We had gone to them on Monday, I reminded her, with information of a straightforward case of good old-fashioned dishonesty.
The party's top spin doctor had sent at least two missives to the party faithful encouraging them to "hijack" Radio Ulster's Talkback show for the second year in a row.
"Softballs" would be helpful for Mrs Long in her party leader's interview with William Crawley last week, and "tricky" questions would work a treat for political opponents.
The party's media guru advised Alliance activists they could give "fake names and locations" if they fancied it. But of course they should keep information about their ties to the party out of the picture.
The party's response? To laugh it off, to say the posts were tongue-in-cheek. And vitally, to claim all the other parties are at it, too.
And so to yesterday, and Mrs Long's answer to my simple question - could the party have taken our story more seriously? "If it had been serious, then it would have been," she said.

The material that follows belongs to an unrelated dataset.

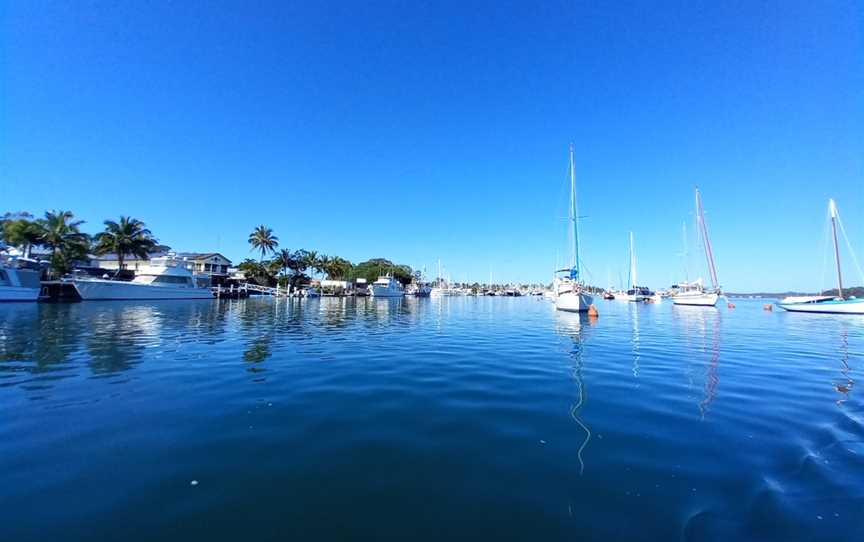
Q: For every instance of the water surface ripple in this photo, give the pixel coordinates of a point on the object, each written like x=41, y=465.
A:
x=459, y=418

So she didn't consider it serious.And she kindly went on to explain to me that indeed the posts were tongue-in-cheek, that for people in the know, familiar with these things, parties struggled even to get people willing to go along to invited places on audience debates. "So the tongue-in-cheek in that was very clear," she added.
It wasn't totally clear to me, I must admit. I think, although I can't be sure, that she meant the joke was that even this forthright callout on Facebook might not work. But their Press man did boast online that the party had been "pretty successful last year with hijacking the show" - so I guess amidst all the hilarity was a small glimmer of hope.
Unfortunately, as I went to ask a second question, the microphone was taken from my hand and I was told it was "one question only".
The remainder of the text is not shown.